Now at first sight, this seems a strange thing. The board does not lack financial expertise in the broad sense. Newman himself is a former chair of the Australian Stock Exchange, and the board also includes lawyer and banker Steven Skala (although he departs next year) and Adelaide hotelier Peter Hurley.
Yet I am told that the search is on for someone who can go through the national broadcaster’s accounts line by line, and ask searching questions of management.
Why? Is there a problem? Apparently not. The view is that an organisation spending so much public money has to be schmicker than schmick when it comes to making sure all the dollars and cents are accounted for. On the other hand, some might think this is a job for senior management, rather than the board.
In any case, at least two applicants I know of have been discouraged from applying because they have been told only financial whizzes are wanted.
Meanwhile I am told that Conroy would like to see an appointee who is not from Sydney or Melbourne.
As for the SBS board, Joseph Skrzynski was recently announced as the next chair. He will replace Carla Zampatti from December 17. He and Elleni Bereded-Samuel were appointed to the board in March 2009, so it might be thought that they represents current thinking on where SBS should be going and what it should be doing.

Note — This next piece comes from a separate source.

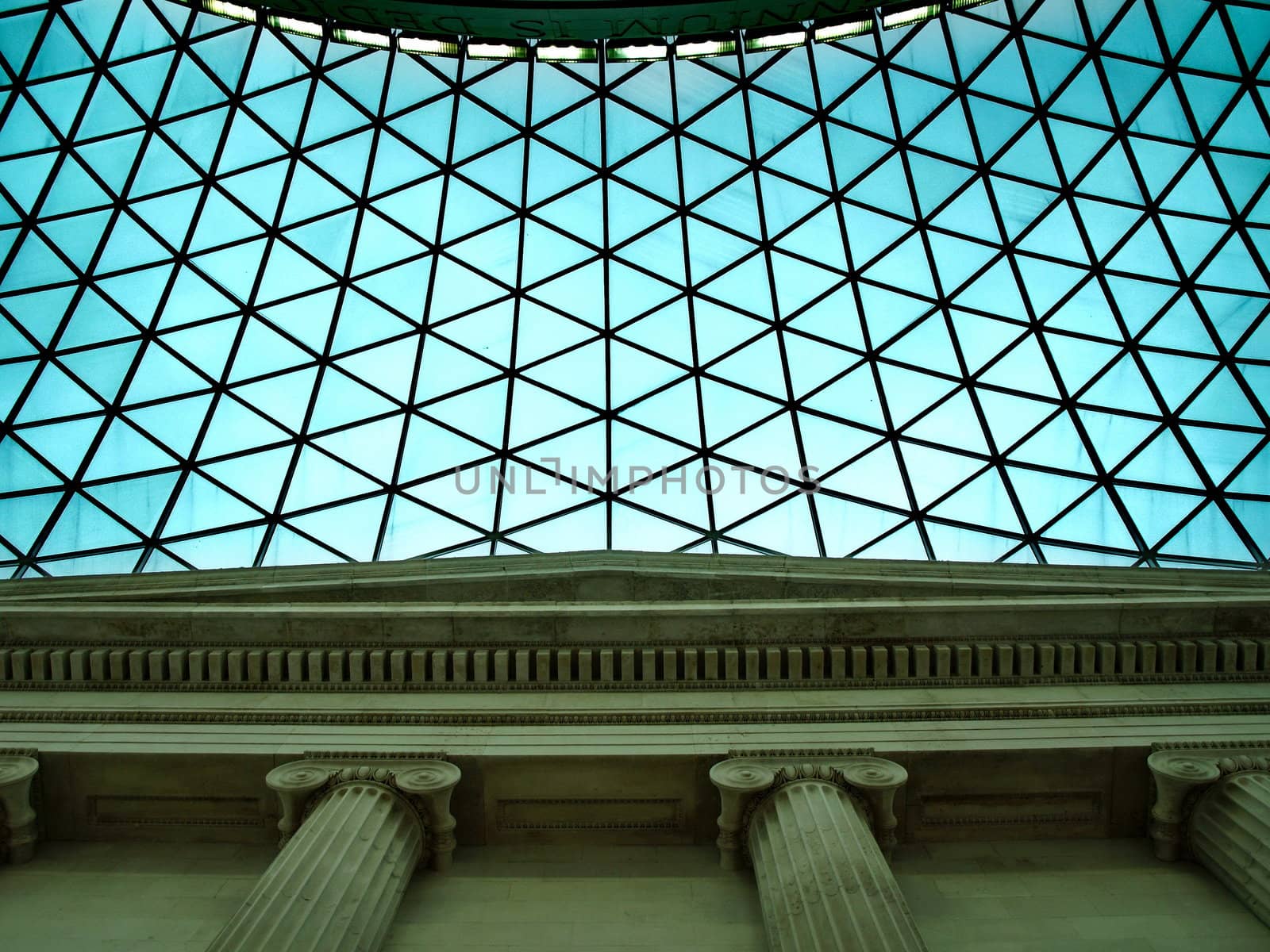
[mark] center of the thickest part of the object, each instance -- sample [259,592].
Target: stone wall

So far, though, Skrzynski has declined requests for interviews so it is hard to know what his vision might be.
The notable lack on the SBS board is technological and new media nous. This appointment might well be seen as an opportunity to redress that.
And current SBS board member and industry veteran Gerald Stone tells me he has recommended they look for someone under the age of 30 to give a different perspective.
All that means that new media innovator Bronwen Clune, known to be applying for both positions, might be in the running for SBS, if not for the ABC. She’s not under 30, but she’s young. Doubtless, though, there are many other applicants.
In the meantime, the second public broadcaster seems to have somewhat dropped off the political radar. Perhaps, if and when he breaks his silence, Skrzynski will change that.
Declaration: Clune is on the board of the Foundation for Public Interest Journalism, of which I am the chair.